There are boundaries for the price of air travel, and it is not just competition among the various carriers. At some point there is an equilibrium, or sway point, when the price of a ticket will discourage air travel, and traffic then declines. When the traffic declines enough, capacity is reduced. That’s when airplanes are parked or sold to some foreign carrier, and pilots, f/a’s CSA, managers, and all other employees start getting pink slips, and are seeking other lines of work.
 
jarhead

quote: there are boundaries for the price of air travel......etc.

the problem is two tiers of pricing and yet the public doesn't differentiate between the level of quality.

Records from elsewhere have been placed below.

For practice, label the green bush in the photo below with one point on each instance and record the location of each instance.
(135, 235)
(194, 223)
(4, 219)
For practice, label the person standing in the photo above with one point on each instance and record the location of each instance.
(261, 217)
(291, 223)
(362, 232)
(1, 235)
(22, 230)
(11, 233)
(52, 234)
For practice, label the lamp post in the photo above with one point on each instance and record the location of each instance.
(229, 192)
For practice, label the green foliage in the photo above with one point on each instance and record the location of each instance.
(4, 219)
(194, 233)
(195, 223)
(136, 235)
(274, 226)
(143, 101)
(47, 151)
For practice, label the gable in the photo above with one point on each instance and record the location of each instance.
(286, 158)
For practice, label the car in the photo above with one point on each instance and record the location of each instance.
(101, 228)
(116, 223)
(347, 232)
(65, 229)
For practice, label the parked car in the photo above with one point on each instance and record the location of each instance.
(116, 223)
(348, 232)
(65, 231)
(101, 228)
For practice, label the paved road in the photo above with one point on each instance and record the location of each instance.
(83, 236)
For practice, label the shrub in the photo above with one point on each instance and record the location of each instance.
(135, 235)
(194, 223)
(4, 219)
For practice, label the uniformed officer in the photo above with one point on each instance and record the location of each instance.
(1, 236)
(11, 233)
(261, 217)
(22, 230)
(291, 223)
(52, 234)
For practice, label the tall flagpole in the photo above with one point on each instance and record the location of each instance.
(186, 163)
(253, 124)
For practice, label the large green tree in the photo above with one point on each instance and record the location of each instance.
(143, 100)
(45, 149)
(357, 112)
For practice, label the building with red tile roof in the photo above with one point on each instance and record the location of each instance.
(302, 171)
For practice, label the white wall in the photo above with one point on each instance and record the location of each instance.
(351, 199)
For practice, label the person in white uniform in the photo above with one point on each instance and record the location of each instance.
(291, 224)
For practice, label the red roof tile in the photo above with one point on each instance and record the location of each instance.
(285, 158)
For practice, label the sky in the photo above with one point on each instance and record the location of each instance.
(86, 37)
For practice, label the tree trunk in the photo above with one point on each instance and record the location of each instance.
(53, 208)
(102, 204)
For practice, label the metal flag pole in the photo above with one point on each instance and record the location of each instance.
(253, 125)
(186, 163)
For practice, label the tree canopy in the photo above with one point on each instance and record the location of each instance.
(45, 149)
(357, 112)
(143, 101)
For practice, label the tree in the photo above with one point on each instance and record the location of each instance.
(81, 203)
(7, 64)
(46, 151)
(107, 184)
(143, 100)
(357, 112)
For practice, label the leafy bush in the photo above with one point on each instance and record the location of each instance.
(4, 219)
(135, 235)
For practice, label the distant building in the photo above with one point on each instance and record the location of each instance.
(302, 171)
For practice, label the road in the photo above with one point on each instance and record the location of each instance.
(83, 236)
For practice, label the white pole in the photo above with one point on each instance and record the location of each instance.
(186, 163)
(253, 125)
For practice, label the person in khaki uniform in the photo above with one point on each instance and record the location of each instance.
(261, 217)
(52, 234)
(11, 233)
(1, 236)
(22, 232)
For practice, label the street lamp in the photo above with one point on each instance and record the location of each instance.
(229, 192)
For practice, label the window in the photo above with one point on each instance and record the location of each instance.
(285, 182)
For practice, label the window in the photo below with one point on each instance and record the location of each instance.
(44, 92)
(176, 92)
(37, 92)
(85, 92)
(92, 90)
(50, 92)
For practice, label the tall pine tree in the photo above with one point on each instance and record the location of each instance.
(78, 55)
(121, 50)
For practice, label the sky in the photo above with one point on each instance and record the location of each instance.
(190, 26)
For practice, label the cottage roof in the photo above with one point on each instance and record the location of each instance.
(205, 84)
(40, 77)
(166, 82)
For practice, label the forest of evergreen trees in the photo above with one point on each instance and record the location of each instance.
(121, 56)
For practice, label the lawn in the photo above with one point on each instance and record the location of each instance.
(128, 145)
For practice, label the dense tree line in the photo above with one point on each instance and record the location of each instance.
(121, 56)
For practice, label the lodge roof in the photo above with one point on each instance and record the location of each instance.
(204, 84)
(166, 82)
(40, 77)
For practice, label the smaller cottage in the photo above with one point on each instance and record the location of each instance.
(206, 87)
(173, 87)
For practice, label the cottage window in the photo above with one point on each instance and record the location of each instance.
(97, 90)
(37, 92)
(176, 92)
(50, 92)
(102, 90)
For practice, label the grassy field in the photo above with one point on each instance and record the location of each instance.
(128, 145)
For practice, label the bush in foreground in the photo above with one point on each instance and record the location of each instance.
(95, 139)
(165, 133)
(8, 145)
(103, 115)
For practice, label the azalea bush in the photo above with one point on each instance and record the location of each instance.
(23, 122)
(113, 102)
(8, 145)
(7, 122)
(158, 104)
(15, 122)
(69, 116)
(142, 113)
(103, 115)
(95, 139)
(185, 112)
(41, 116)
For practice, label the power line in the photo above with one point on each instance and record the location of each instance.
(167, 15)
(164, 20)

I have read all day long on this board an argument put forth by pilots who consider themselves in the know. they trash southwest as a cattle car.

two weeks ago in ATL, i witnessed two different settings of an irate father with his family getting bumped off confirmed flights with boarding passes in hand. airtran apparently loves to overbook their flights at least to MCO by 15 or 20. looked like a big mess to me. Is it isolated? sure! does everyone else have the same problem? yes!

So we could say that to the public most airlines are the same. that's why the balance sheets of SW,At and JB look far better than the majors. Jetblue will have to prove they can carve out market share on the east coast against stiff competition.
 
Its not just Airtran that over books flights. ALL carriers will do that. Its all based on a 15-20% no show factor, and usually it works.
Now as far as people getting "better" service on the majors as opposed to LCC... I've been flying Delta for the past 2 years pretty regular. In those short 2 years I've seen the things that people would pay extra for go away. i.e. meals/snaks, more room in the cabin, etc. Not sayin all of theflights are like this, but from DFW to ATL that is the case. Now I'm all about supporting Delta, but if I were the general public I don't seen why I would pay at least $200 more for the same "service". I HATE Southwest's no seat assignment thing and won't fly them because of that. But Airtran I have no problem with.